"The Beatles: Eight Days a Week - The Touring Years," the long-awaited documentary dedicated for the Beatles and their music, is definitely a treat for their fans around the world.
Directed by Ron Howard, who is best known for box-office hits like "Apollo 13" and "A Beautiful Mind," "The Beatles: Eight Days a Week - The Touring Years" features the four-year touring life of the band from June 1962 to August 1966, performing 815 times in 90 cities in 15 different countries.
It showcases classic Beatles and recovers long-lost performance footage, which was lovingly restored to cinema quality. These alone makes the film worth watching.
Los Angeles Times reports that Howard did extensive interviews and gathered contributions from familiar faces such as Sir Paul McCartney, Ringo Starr and Larry Kane, who as a young journalist accompanied the band on their first two U.S. tours.
Paul McCartney discussed "The Beatles Are Greater Than Jesus" incident and pointed out that John Lennon became "a sort of a broken man" because he was forced to apologize for it.
On the other hand, Ringo Starr admitted he had difficulty trying to keep time. "I could not hear anything.
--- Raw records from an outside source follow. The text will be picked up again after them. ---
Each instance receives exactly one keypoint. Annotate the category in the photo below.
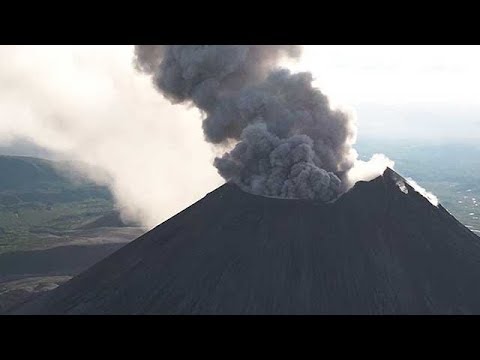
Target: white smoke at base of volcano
(88, 103)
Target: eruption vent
(288, 141)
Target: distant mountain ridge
(378, 249)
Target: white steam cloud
(88, 103)
(422, 191)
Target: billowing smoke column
(289, 142)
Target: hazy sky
(420, 92)
(88, 103)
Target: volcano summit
(381, 248)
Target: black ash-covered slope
(376, 250)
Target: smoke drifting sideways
(88, 104)
(289, 142)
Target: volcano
(381, 248)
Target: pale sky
(419, 92)
(88, 103)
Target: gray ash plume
(289, 142)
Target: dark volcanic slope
(377, 250)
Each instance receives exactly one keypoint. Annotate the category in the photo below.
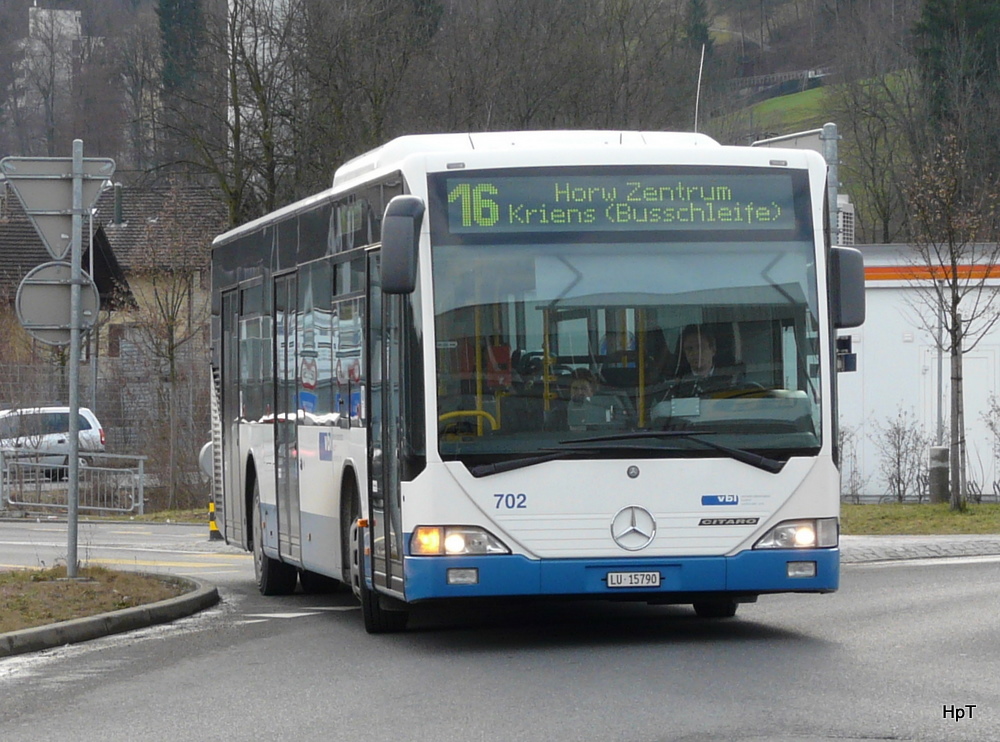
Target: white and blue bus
(570, 364)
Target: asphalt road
(904, 651)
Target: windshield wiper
(545, 454)
(738, 454)
(574, 447)
(498, 467)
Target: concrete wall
(898, 370)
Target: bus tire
(273, 577)
(715, 608)
(377, 619)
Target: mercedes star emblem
(633, 528)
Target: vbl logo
(720, 499)
(325, 447)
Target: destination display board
(586, 201)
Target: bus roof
(405, 146)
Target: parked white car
(42, 434)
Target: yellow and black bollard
(213, 529)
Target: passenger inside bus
(589, 407)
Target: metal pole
(76, 278)
(940, 390)
(830, 140)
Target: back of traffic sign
(43, 302)
(44, 185)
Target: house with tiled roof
(141, 236)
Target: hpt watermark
(958, 713)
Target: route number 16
(477, 209)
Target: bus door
(385, 368)
(286, 454)
(231, 414)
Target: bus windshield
(596, 306)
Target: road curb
(200, 596)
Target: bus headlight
(801, 534)
(454, 540)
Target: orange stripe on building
(928, 273)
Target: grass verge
(888, 519)
(30, 598)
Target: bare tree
(955, 225)
(902, 444)
(172, 315)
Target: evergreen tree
(958, 50)
(181, 33)
(697, 26)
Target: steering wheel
(470, 413)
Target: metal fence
(111, 484)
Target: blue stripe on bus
(747, 572)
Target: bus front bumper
(747, 573)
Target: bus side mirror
(847, 287)
(400, 241)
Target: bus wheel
(273, 577)
(377, 619)
(715, 608)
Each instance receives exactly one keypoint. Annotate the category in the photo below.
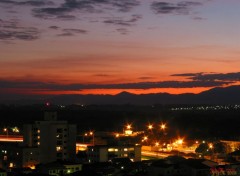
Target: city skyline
(110, 46)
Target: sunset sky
(110, 46)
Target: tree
(220, 147)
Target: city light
(163, 126)
(150, 126)
(129, 126)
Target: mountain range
(219, 95)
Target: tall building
(54, 140)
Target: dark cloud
(123, 22)
(30, 2)
(54, 27)
(122, 31)
(72, 32)
(11, 30)
(140, 85)
(234, 77)
(182, 8)
(89, 6)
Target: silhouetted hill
(227, 95)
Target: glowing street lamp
(91, 133)
(129, 126)
(150, 126)
(163, 126)
(5, 130)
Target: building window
(59, 130)
(58, 148)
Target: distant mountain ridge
(227, 95)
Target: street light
(150, 126)
(129, 126)
(91, 133)
(163, 126)
(6, 130)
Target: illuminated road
(154, 154)
(11, 138)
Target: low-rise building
(103, 153)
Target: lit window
(58, 148)
(111, 149)
(11, 165)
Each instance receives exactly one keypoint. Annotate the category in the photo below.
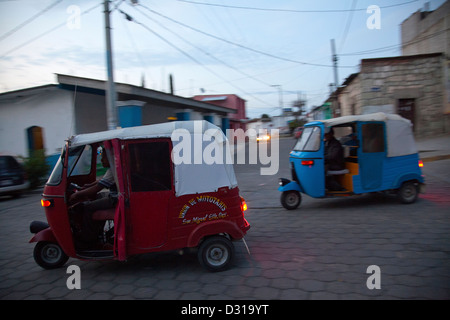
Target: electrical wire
(29, 20)
(238, 44)
(291, 10)
(45, 33)
(130, 18)
(205, 52)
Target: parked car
(13, 179)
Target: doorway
(406, 109)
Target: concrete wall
(50, 109)
(385, 81)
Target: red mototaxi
(161, 206)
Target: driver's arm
(86, 193)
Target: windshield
(309, 140)
(79, 164)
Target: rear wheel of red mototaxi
(216, 253)
(49, 255)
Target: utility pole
(336, 108)
(111, 97)
(334, 58)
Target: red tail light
(420, 164)
(243, 205)
(46, 203)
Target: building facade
(411, 86)
(43, 117)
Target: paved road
(320, 251)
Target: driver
(90, 228)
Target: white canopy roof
(400, 138)
(379, 116)
(194, 175)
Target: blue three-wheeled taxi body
(379, 155)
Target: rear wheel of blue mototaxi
(49, 255)
(291, 199)
(408, 192)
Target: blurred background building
(43, 117)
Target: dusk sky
(251, 48)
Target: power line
(205, 52)
(45, 33)
(130, 18)
(23, 24)
(395, 46)
(238, 44)
(290, 10)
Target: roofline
(411, 57)
(129, 89)
(29, 90)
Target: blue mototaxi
(379, 152)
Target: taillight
(46, 203)
(243, 205)
(307, 162)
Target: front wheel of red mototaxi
(49, 255)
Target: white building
(43, 117)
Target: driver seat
(102, 215)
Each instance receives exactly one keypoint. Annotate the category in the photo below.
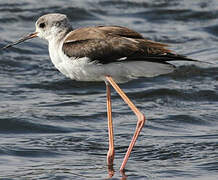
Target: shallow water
(55, 128)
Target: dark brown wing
(106, 44)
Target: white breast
(82, 69)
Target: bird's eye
(42, 25)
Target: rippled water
(55, 128)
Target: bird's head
(49, 27)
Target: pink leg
(140, 123)
(110, 154)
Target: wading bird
(112, 54)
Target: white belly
(82, 69)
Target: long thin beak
(29, 36)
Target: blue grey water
(54, 128)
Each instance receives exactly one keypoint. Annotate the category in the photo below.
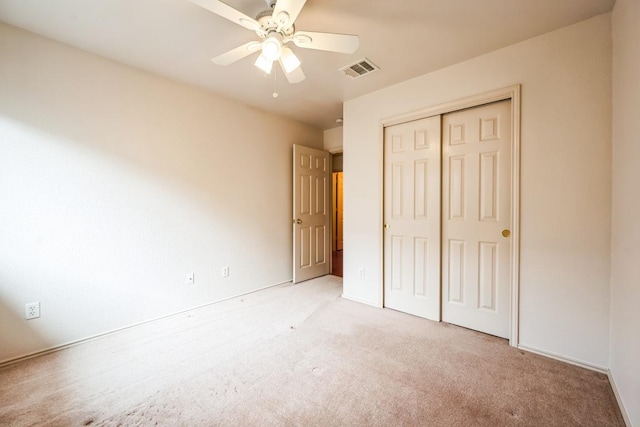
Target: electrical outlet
(32, 310)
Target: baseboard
(360, 301)
(612, 381)
(561, 358)
(74, 343)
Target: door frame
(508, 93)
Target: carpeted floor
(299, 355)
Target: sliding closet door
(412, 217)
(476, 215)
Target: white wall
(115, 184)
(333, 140)
(625, 246)
(565, 176)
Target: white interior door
(311, 213)
(476, 213)
(412, 217)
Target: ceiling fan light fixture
(289, 60)
(264, 63)
(272, 48)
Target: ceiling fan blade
(292, 9)
(343, 43)
(226, 11)
(296, 76)
(236, 54)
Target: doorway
(337, 210)
(450, 206)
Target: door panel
(311, 204)
(412, 217)
(476, 209)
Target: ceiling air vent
(359, 68)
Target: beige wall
(565, 180)
(115, 184)
(625, 243)
(333, 140)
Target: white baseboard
(561, 358)
(360, 301)
(612, 381)
(70, 344)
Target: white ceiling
(407, 38)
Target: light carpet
(300, 355)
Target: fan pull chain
(275, 82)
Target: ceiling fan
(275, 27)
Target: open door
(311, 213)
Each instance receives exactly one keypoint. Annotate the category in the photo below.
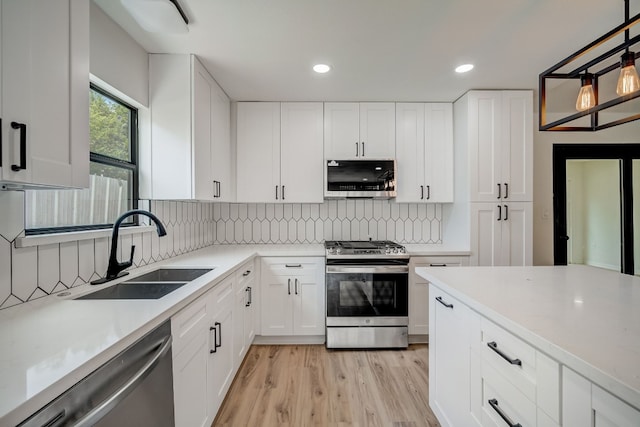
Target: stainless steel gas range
(367, 294)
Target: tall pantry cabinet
(497, 128)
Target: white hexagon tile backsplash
(37, 271)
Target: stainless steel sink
(153, 290)
(170, 275)
(152, 285)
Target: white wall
(543, 177)
(118, 59)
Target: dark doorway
(593, 204)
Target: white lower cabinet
(190, 332)
(293, 296)
(450, 324)
(221, 368)
(207, 351)
(586, 404)
(480, 374)
(244, 322)
(419, 289)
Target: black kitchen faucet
(115, 268)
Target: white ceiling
(381, 50)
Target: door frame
(622, 152)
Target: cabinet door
(190, 383)
(449, 359)
(239, 307)
(221, 367)
(438, 153)
(202, 156)
(258, 159)
(277, 304)
(418, 302)
(517, 234)
(517, 146)
(221, 144)
(341, 130)
(410, 152)
(301, 173)
(485, 148)
(250, 314)
(378, 130)
(308, 308)
(486, 234)
(45, 86)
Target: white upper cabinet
(45, 94)
(279, 152)
(190, 131)
(501, 145)
(359, 130)
(424, 150)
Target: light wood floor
(308, 385)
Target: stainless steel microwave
(371, 179)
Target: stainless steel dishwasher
(135, 388)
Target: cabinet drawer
(188, 323)
(294, 266)
(506, 399)
(246, 272)
(440, 261)
(534, 374)
(512, 357)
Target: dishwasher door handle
(103, 408)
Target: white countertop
(50, 344)
(584, 317)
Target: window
(113, 187)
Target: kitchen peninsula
(534, 345)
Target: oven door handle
(370, 269)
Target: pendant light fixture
(586, 96)
(596, 56)
(628, 81)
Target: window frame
(131, 165)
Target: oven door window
(358, 294)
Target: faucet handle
(133, 249)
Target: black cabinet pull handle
(439, 299)
(219, 325)
(23, 146)
(215, 339)
(505, 417)
(494, 346)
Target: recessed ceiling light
(464, 68)
(321, 68)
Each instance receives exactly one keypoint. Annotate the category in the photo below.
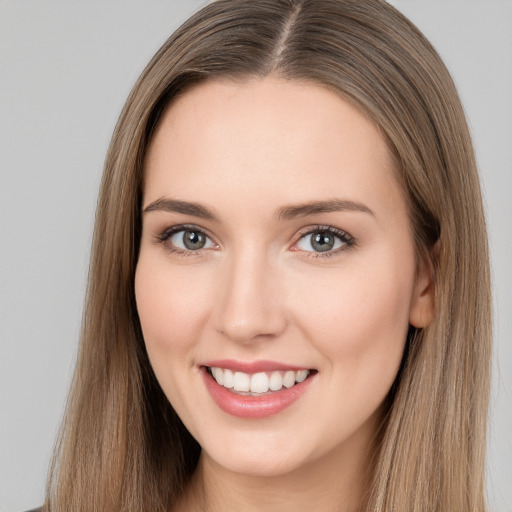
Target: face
(277, 275)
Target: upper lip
(252, 366)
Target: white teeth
(289, 379)
(228, 378)
(241, 381)
(276, 381)
(301, 375)
(258, 383)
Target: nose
(250, 303)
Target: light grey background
(66, 68)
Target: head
(377, 62)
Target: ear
(422, 310)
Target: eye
(324, 240)
(184, 240)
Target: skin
(259, 291)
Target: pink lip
(251, 366)
(254, 407)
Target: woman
(288, 303)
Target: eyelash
(347, 240)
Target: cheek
(359, 316)
(171, 306)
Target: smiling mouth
(257, 384)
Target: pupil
(193, 240)
(322, 242)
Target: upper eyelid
(166, 233)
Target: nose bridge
(249, 303)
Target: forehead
(282, 140)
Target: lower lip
(253, 407)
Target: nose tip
(249, 306)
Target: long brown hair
(122, 447)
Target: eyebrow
(176, 206)
(284, 213)
(317, 207)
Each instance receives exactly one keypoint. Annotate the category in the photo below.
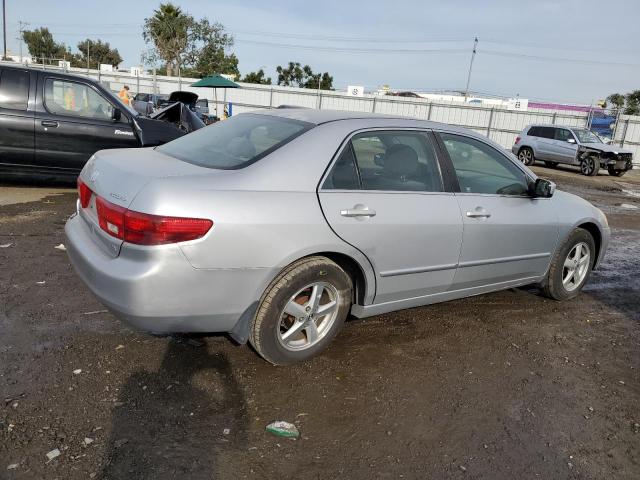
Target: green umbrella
(215, 81)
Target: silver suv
(572, 146)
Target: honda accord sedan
(275, 226)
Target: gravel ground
(501, 386)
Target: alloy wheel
(308, 316)
(576, 266)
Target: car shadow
(176, 421)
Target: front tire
(525, 155)
(302, 310)
(589, 166)
(616, 172)
(571, 266)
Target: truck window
(14, 89)
(75, 99)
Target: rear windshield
(236, 142)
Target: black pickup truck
(52, 122)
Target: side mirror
(542, 188)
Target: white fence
(500, 124)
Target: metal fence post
(489, 124)
(624, 132)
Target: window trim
(427, 133)
(446, 155)
(92, 87)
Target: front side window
(562, 134)
(14, 89)
(76, 99)
(236, 142)
(482, 169)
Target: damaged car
(555, 144)
(52, 122)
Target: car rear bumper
(157, 290)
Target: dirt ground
(501, 386)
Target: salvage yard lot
(501, 386)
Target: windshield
(236, 142)
(585, 136)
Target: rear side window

I'd be watching John's ass or Paul's ass, his foot tapping, his head nodding, to see where we were in the song."
The film also made use of formerly taped encounters with John Lennon and George Harrison.
Billboard quoted Harrison as saying that the addition of Ringo Starr as the band's drummer was the piece of the puzzle that the Beatles badly needed. "Once we got Ringo, we started to do it better and more professionally."
Overall, the documentary exposes how exhausting all the group's touring was, and how it led to their decision to abandon the road and focus on making music in the studio. "Eight Days a Week" displays how it was not only a good decision but also an inevitable one.